B10 The Nervous System Flashcards
What is the central nervous system (CNS)?
The part of the nervous system where information is processed. It is made up of the brain and spinal cord.
What is the cerebral cortex
Region of the brain associated with consciousness, memory, and language.
What is the cerebellum?
Region of the brain concerned with coordinating muscular activity and balance.
What are the ciliary muscles?
Muscles that contract and relax to change the shape of the lens of the eye.
What are the coordination centres?
Areas that receive and process information from receptors.
What are effectors?
Areas (usually muscles or glands) that bring about responses in the body.
What is homeostasis?
The regulation of the internal conditions of a cell or organism to maintain optimum conditions for function, in response to internal and external changes.
Systematic Error
These occur when measurements are out by a certain amount each time. They are harder to spot because the scientist will not know what the true value is. They are caused by an instrument measuring the wrong value each time.
What do receptors do?
Detect stimuli (changes in the environment)
What does homeostasis keep in check?
- blood glucose concentration
- body temperature
- water levels.
Name all of the control centres.
- cells called receptors, which detect stimuli (changes in the environment)
- coordination centres (such as the brain, spinal cord and pancreas) that receive and process information from receptors
- effectors, muscles or glands, which bring about responses which restore optimum levels.
What does the nervous system enable us to do?
The nervous system enables humans to react to their surroundings and to coordinate their behaviour
How does the CNS system work?
Information from receptors passes along cells (neurones) as electrical impulses to the central nervous system (CNS). The CNS is the brain and spinal cord. The CNS coordinates the response of effectors which may be muscles contracting or glands secreting hormones.
stimulus-receptor-coordinator-effector-response
What are reflex reactions?
Reflex actions are automatic and rapid; they do not involve the conscious part of the brain and allow us to avoid dangers at speed.

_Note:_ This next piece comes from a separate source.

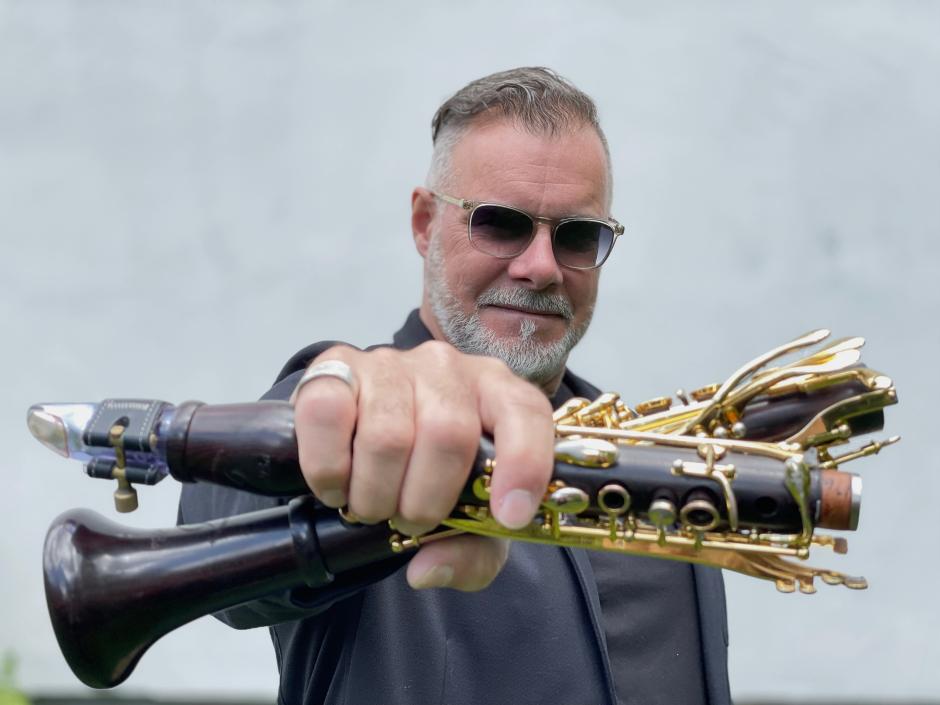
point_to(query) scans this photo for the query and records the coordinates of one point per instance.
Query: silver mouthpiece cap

How do reflex reactions work? (6 marker)
A RECEPTOR in your skin is stimulated. an ELECTRICAL IMPULSE passes along a SENSORY NEURONE to the CNS. When an IMPULSE from the sensory neurone arrives at the SYNAPSE with a RELAY NEURONE, a NEUROTRANSMITTER is released. It diffuses across the SYNAPSE to the RELAY NEURONE, setting off another ELECTRICAL IMPULSE which travels down the RELAY NEURONE. Once the impulse reaches the synapse connecting the RELAY NEURONE and the MOTOR NEURONE, the same procedure which occurred at the previous synapse is repeated. The ELECTRICAL IMPULSE travels down the motor neurone to the EFFECTOR ORGAN. The EFFECTOR ORGAN is stimulated for a response - muscle CONTRACTS, moving away from danger (STIMULUS).